「今日から皆さんに勉強を教えます、鈴木といいます! よろしくお願いします!」

 目の前の小学生六人に向けた挨拶が、ふすまに響く。民家ゆえに天井は高くなく、カーペット敷きの十畳間は狭く見えた。「声でかい」と一人の女子が笑い、つられたようにほかの生徒たちもはしゃぐ様子を見せる。
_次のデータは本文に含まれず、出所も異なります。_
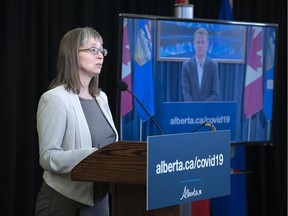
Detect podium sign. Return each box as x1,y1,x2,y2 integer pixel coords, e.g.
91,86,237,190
146,130,230,210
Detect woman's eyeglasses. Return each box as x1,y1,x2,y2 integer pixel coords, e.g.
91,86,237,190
79,46,108,56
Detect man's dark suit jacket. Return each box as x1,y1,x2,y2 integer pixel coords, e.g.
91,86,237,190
182,57,220,101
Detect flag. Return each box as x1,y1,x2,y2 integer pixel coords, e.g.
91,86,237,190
244,27,263,118
263,29,275,121
218,0,233,20
133,19,155,121
209,0,247,216
120,18,133,117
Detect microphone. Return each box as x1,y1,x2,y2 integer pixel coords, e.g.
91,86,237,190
191,122,216,133
117,80,164,135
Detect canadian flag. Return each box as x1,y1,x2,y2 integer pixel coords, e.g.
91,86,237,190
244,27,263,118
120,19,133,116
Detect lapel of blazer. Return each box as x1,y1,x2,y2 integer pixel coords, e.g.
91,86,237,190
192,57,200,95
96,96,118,140
69,93,92,148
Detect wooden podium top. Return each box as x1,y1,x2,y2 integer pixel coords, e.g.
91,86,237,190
71,141,147,185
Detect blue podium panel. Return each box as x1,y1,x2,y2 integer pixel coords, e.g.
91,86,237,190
157,102,237,140
146,130,230,210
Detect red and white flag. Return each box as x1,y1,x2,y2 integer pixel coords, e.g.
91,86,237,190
244,27,263,118
120,19,133,117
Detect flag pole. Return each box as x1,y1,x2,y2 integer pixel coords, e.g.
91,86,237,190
247,116,251,142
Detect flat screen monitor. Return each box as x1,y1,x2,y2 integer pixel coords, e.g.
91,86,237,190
116,14,278,144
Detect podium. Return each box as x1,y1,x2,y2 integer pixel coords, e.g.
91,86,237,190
71,131,230,216
71,141,179,216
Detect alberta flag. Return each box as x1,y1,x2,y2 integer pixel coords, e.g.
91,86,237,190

「鈴木先生は私の親戚で、最近この辺に引っ越してきたの」

 清井さんが俺を生徒たちに紹介する。「別の塾に長く勤めてたベテランの先生だから、どんどん教わるんだよ」

 ハゲ坊主だ、と囁くのが聞こえた。コンビニの前で消しゴムを落とした男子だ。横に座る友人とひそひそ笑い、笑いのさざ波が教室に広がる。失礼なことを言っちゃ駄目でしょと注意する清井さんの横で、俺はむっとした顔になっていたかもしれない。「誰がハゲ坊主やねん」などと自分の頭を叩いてみせればひょうきんな講師として受けもよくなるのだろうが、俺にはできない。生徒たちは清井さんに促されて自己紹介を始め、俺は事前に読んだ個人データと照らし合わせながら、「よろしく」を繰り返した。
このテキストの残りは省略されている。